Wie wird der GSN-Index bei Trainern erstellt?
Der GSN-Index bei Trainern setzt sich aus unterschiedlichen Faktoren zusammen. Relevanz haben:
- die Stärke des eigenen Teams im Verhältnis zur Stärke der Liga - geholte Punkte werden faktorisiert.
- die Spielerentwicklung - entwickeln sich Spieler unter einem bestimmten Trainer weiter, stagnieren sie oder werden gar schlechter?
- taktische Flexibilität - schafft es ein Trainer, sein Team situationsbedingt taktisch umzustellen, um damit erfolgreich zu sein?

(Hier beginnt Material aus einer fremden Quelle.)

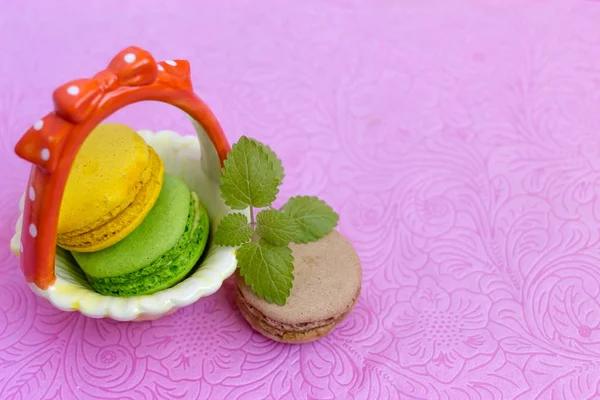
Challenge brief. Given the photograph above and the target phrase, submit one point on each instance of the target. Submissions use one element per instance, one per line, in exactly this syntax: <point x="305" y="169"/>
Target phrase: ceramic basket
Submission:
<point x="51" y="145"/>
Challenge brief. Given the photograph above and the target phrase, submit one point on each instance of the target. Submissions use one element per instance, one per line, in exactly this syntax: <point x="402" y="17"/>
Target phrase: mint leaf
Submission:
<point x="314" y="217"/>
<point x="278" y="168"/>
<point x="234" y="230"/>
<point x="250" y="177"/>
<point x="277" y="228"/>
<point x="267" y="269"/>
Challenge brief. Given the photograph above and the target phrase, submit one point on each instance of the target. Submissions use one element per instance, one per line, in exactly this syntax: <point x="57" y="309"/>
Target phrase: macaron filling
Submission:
<point x="159" y="253"/>
<point x="169" y="268"/>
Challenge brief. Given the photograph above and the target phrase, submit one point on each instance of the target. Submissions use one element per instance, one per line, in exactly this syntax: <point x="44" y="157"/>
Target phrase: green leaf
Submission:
<point x="277" y="228"/>
<point x="250" y="175"/>
<point x="267" y="269"/>
<point x="278" y="167"/>
<point x="233" y="230"/>
<point x="314" y="217"/>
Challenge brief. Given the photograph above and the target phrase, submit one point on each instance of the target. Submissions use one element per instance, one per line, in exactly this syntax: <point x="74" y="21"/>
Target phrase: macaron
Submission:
<point x="113" y="184"/>
<point x="159" y="253"/>
<point x="327" y="283"/>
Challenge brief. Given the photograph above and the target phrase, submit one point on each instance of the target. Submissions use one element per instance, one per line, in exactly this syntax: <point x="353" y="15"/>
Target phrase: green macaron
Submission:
<point x="159" y="253"/>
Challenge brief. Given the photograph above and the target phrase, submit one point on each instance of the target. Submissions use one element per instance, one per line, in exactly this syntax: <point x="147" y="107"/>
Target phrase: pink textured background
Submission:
<point x="459" y="141"/>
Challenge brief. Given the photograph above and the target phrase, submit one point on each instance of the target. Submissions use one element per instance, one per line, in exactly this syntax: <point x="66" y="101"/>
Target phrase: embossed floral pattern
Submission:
<point x="458" y="140"/>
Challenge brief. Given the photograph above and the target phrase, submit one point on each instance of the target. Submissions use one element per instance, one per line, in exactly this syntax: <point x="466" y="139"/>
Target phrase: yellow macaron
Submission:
<point x="114" y="182"/>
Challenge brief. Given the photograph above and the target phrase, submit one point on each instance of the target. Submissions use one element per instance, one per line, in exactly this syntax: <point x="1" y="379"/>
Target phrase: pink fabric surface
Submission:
<point x="458" y="140"/>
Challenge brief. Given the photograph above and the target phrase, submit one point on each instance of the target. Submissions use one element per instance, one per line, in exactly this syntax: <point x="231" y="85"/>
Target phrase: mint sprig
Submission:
<point x="250" y="180"/>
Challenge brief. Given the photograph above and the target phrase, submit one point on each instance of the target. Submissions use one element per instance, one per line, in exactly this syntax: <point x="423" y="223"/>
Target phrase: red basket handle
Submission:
<point x="52" y="143"/>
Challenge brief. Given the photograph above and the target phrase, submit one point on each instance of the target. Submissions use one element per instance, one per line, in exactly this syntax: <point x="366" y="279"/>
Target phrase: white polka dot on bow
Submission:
<point x="129" y="58"/>
<point x="73" y="90"/>
<point x="33" y="230"/>
<point x="45" y="154"/>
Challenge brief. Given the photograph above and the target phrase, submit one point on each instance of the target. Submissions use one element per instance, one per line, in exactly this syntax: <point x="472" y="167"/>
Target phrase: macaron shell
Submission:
<point x="172" y="267"/>
<point x="327" y="282"/>
<point x="114" y="228"/>
<point x="157" y="234"/>
<point x="107" y="168"/>
<point x="287" y="334"/>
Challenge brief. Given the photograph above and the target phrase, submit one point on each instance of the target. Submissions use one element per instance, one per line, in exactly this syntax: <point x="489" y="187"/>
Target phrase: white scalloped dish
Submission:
<point x="181" y="156"/>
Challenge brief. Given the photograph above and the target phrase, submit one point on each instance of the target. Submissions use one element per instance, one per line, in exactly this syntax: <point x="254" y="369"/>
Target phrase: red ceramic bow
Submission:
<point x="76" y="100"/>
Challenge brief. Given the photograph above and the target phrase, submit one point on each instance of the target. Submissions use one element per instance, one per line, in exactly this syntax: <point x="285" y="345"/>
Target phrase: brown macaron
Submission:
<point x="327" y="282"/>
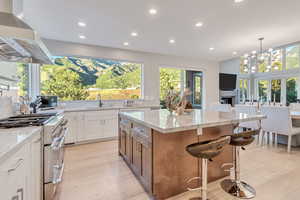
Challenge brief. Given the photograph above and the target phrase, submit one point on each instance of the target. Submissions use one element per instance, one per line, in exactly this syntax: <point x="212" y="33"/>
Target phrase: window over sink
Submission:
<point x="75" y="78"/>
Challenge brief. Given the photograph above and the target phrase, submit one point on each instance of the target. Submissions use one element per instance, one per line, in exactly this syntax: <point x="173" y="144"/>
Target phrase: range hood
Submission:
<point x="18" y="41"/>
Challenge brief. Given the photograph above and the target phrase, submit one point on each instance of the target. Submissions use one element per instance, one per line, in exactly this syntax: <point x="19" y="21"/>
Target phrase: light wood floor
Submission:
<point x="96" y="172"/>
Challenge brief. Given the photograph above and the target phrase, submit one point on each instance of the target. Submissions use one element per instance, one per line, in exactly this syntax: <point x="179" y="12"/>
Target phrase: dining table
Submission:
<point x="295" y="114"/>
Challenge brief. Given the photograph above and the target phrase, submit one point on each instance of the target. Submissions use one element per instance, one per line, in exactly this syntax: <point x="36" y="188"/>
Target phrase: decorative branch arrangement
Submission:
<point x="177" y="103"/>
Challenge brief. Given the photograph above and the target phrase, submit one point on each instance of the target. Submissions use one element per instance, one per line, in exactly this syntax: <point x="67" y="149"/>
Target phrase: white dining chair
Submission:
<point x="279" y="121"/>
<point x="295" y="106"/>
<point x="220" y="107"/>
<point x="250" y="110"/>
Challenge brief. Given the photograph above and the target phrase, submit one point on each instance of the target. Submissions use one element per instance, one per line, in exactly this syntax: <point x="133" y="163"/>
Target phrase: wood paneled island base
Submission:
<point x="153" y="145"/>
<point x="173" y="166"/>
<point x="166" y="161"/>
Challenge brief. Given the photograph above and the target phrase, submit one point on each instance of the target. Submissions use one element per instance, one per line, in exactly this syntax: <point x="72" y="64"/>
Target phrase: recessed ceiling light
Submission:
<point x="199" y="24"/>
<point x="20" y="16"/>
<point x="134" y="34"/>
<point x="172" y="41"/>
<point x="153" y="11"/>
<point x="81" y="24"/>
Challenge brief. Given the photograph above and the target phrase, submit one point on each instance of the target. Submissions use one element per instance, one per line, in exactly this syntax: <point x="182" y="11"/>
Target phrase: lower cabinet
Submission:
<point x="140" y="149"/>
<point x="136" y="156"/>
<point x="20" y="174"/>
<point x="91" y="125"/>
<point x="146" y="173"/>
<point x="36" y="183"/>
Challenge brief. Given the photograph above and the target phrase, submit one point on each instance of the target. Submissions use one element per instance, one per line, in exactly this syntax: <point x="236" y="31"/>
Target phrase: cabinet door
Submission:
<point x="136" y="157"/>
<point x="74" y="126"/>
<point x="128" y="152"/>
<point x="36" y="168"/>
<point x="14" y="175"/>
<point x="123" y="142"/>
<point x="100" y="124"/>
<point x="146" y="173"/>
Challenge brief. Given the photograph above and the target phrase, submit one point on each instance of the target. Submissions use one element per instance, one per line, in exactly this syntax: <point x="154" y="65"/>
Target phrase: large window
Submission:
<point x="74" y="78"/>
<point x="23" y="76"/>
<point x="243" y="89"/>
<point x="293" y="57"/>
<point x="171" y="78"/>
<point x="263" y="90"/>
<point x="177" y="80"/>
<point x="276" y="90"/>
<point x="292" y="89"/>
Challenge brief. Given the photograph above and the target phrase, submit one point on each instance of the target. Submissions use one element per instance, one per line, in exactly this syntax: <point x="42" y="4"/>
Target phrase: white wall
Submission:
<point x="231" y="66"/>
<point x="151" y="63"/>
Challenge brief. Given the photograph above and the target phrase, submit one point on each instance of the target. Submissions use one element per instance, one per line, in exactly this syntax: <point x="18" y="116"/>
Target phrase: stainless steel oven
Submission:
<point x="54" y="156"/>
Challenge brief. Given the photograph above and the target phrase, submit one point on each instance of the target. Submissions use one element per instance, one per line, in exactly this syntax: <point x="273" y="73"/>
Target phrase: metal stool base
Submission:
<point x="241" y="190"/>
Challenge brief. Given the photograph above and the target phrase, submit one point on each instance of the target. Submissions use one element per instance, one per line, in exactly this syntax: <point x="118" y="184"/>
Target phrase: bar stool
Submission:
<point x="236" y="187"/>
<point x="205" y="150"/>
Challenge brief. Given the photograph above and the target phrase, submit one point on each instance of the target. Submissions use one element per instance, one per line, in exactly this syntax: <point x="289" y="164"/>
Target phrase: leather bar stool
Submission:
<point x="236" y="187"/>
<point x="205" y="150"/>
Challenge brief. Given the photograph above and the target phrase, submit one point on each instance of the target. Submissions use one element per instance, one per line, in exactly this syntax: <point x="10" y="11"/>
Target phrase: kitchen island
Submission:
<point x="153" y="143"/>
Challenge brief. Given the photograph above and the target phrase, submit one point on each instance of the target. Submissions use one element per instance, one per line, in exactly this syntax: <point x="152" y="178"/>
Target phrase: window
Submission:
<point x="263" y="90"/>
<point x="264" y="64"/>
<point x="243" y="89"/>
<point x="292" y="89"/>
<point x="276" y="90"/>
<point x="170" y="78"/>
<point x="23" y="76"/>
<point x="178" y="80"/>
<point x="276" y="60"/>
<point x="74" y="78"/>
<point x="197" y="100"/>
<point x="293" y="57"/>
<point x="244" y="65"/>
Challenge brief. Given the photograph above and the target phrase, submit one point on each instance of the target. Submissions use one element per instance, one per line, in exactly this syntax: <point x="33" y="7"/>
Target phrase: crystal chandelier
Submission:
<point x="264" y="60"/>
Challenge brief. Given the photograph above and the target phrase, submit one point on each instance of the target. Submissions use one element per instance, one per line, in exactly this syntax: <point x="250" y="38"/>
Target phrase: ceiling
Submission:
<point x="227" y="26"/>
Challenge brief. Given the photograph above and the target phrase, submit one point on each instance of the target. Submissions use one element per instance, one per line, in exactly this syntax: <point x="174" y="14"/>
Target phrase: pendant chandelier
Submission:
<point x="262" y="61"/>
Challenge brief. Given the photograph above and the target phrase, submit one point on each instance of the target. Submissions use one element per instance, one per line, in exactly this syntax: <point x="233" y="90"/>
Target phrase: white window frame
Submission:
<point x="35" y="83"/>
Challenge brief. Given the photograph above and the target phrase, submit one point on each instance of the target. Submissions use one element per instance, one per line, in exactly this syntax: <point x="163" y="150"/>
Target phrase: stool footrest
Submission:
<point x="193" y="179"/>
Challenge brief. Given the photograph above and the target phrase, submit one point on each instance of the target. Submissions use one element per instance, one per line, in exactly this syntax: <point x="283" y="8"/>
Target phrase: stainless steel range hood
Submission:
<point x="18" y="41"/>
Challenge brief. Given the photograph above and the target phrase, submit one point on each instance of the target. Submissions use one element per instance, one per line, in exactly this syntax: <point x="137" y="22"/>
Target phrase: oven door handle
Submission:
<point x="59" y="178"/>
<point x="64" y="122"/>
<point x="58" y="143"/>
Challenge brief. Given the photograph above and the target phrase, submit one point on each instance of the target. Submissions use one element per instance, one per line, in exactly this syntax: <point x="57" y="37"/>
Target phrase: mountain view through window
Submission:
<point x="73" y="78"/>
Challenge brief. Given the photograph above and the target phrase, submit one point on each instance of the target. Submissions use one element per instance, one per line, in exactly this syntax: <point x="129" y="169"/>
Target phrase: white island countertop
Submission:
<point x="162" y="121"/>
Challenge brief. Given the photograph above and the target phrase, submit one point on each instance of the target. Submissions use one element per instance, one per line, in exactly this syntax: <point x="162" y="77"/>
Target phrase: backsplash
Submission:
<point x="78" y="104"/>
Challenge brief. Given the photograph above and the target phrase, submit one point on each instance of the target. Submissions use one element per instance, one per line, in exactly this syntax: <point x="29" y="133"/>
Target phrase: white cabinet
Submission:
<point x="74" y="126"/>
<point x="20" y="174"/>
<point x="14" y="181"/>
<point x="94" y="125"/>
<point x="36" y="168"/>
<point x="99" y="125"/>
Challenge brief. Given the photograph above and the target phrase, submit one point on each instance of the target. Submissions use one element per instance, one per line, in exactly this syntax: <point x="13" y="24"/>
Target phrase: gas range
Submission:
<point x="26" y="120"/>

- statistische Werte der Mannschaft - auch taktisch und technisch.
Bewertungs-Skala:
- 85 - 100: Weltklasse-Trainer wie Klopp, Guardiola oder Flick
- 70 - 85: Trainer, die die Fähigkeiten haben, eine Nationalmannschaft zu coachen oder einen Club, der international spielt (innerhalb der Top-Fünf-Ligen)
- 60 - 70: Bundesliga-Trainer
- ...
So wie Werder am Einzug in den Europapokal knapp gescheitert ist, verpasste auch Werners Nachfolger mit der SV Elversberg am Ende die Krönung einer tollen Saison. Die Saarländer scheiterten in der Relegation zur Bundesliga denkbar knapp am 1. FC Heidenheim - und verpassten damit den dritten Aufstieg innerhalb von vier Jahren.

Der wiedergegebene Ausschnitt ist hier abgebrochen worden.